Moreover, were the Court to accept petitioner’s dual assertions — that Section 704 prohibits the same scope of conduct as Section 703 and that both are limited to “tangible employment actions” under Ellerth — the case could have a potentially significant impact on ordinary Title VII discrimination claims as well. That is, if the Court holds that outside of the hostile work environment context, Title VII requires proof of a “tangible employment action” and construes that term narrowly, employers will have achieved a substantial narrowing of the scope of Title VII liability. On the other hand, if the Court agrees with the general view that a “tangible employment action” is required, but construes the term broadly, it will have increased the scope of supervisor conduct for which employers are automatically liable under the agency principles in Ellerth.

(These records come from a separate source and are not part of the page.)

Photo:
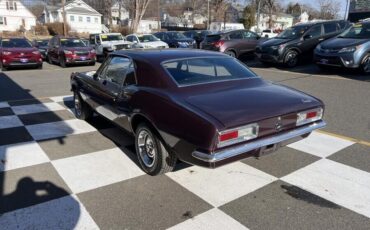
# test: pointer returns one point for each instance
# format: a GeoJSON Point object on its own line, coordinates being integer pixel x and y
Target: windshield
{"type": "Point", "coordinates": [148, 38]}
{"type": "Point", "coordinates": [72, 43]}
{"type": "Point", "coordinates": [293, 32]}
{"type": "Point", "coordinates": [359, 31]}
{"type": "Point", "coordinates": [16, 43]}
{"type": "Point", "coordinates": [42, 42]}
{"type": "Point", "coordinates": [176, 35]}
{"type": "Point", "coordinates": [111, 37]}
{"type": "Point", "coordinates": [206, 70]}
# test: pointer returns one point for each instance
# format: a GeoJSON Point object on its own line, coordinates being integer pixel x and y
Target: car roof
{"type": "Point", "coordinates": [161, 55]}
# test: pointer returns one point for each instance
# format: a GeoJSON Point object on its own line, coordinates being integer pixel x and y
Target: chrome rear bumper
{"type": "Point", "coordinates": [250, 146]}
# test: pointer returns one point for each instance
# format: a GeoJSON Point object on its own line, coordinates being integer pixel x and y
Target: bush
{"type": "Point", "coordinates": [56, 28]}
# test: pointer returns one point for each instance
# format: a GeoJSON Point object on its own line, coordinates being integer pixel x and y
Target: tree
{"type": "Point", "coordinates": [249, 18]}
{"type": "Point", "coordinates": [328, 9]}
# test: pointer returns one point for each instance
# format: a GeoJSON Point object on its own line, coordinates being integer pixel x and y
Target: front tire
{"type": "Point", "coordinates": [152, 155]}
{"type": "Point", "coordinates": [365, 66]}
{"type": "Point", "coordinates": [82, 110]}
{"type": "Point", "coordinates": [291, 59]}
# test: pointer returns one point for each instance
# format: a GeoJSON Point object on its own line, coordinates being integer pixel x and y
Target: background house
{"type": "Point", "coordinates": [81, 17]}
{"type": "Point", "coordinates": [14, 16]}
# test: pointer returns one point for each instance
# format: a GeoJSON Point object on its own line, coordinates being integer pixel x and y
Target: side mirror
{"type": "Point", "coordinates": [307, 36]}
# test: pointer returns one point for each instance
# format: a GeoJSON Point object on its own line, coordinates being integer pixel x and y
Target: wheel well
{"type": "Point", "coordinates": [139, 119]}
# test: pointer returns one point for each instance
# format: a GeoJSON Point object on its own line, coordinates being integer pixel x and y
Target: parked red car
{"type": "Point", "coordinates": [18, 52]}
{"type": "Point", "coordinates": [68, 51]}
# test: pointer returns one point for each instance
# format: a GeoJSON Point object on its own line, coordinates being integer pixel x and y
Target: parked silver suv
{"type": "Point", "coordinates": [351, 49]}
{"type": "Point", "coordinates": [108, 42]}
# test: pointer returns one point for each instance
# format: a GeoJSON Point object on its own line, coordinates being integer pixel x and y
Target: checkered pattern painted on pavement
{"type": "Point", "coordinates": [57, 172]}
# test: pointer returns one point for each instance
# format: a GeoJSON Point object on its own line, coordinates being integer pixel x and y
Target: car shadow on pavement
{"type": "Point", "coordinates": [32, 194]}
{"type": "Point", "coordinates": [308, 68]}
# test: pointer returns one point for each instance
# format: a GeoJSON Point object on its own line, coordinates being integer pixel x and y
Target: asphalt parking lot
{"type": "Point", "coordinates": [57, 172]}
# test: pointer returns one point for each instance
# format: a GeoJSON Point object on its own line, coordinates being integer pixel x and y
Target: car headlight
{"type": "Point", "coordinates": [68, 52]}
{"type": "Point", "coordinates": [349, 49]}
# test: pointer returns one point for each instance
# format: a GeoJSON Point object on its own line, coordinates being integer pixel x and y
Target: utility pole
{"type": "Point", "coordinates": [208, 15]}
{"type": "Point", "coordinates": [64, 18]}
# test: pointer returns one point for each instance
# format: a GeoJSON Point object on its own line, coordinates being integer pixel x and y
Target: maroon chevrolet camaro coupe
{"type": "Point", "coordinates": [204, 108]}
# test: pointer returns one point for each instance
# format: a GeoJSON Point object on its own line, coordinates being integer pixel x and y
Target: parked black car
{"type": "Point", "coordinates": [176, 39]}
{"type": "Point", "coordinates": [351, 49]}
{"type": "Point", "coordinates": [42, 46]}
{"type": "Point", "coordinates": [298, 41]}
{"type": "Point", "coordinates": [197, 35]}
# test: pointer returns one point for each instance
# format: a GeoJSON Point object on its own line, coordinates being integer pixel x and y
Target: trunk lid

Postscript on the SG’s Position

One might wonder how it is that the EEOC and Solicitor General ended up taking different positions in the very same case. The disconnect arises principally because the EEOC is a quasi-independent agency. Most federal agencies are required to obtain the approval of the Solicitor General prior to filing an amicus brief in a court of appeals. The purpose of this rule is to promote uniformity of the Government’s litigating positions in the courts of appeals. However, the EEOC does not require such approval. But the EEOC does not have similar independent litigating authority in the Supreme Court, where the Solicitor General must represent the agency. But the SG also represents the Civil Division of the Department of Justice, which routinely defends the federal government against Title VII suits by federal employees and which traditionally takes a narrower view of Title VII than does the EEOC. It falls upon the SG to weigh the competing interests and arguments in deciding what interpretation of Title VII to support in the Supreme Court. In this case, the result of that struggle is evident not only in the arguments in the Government’s brief, but also in the names of the brief’s cover — conspicuously absent are the names of anyone from the EEOC, replaced instead by attorneys from the Department of Justice (mostly the Civil Division).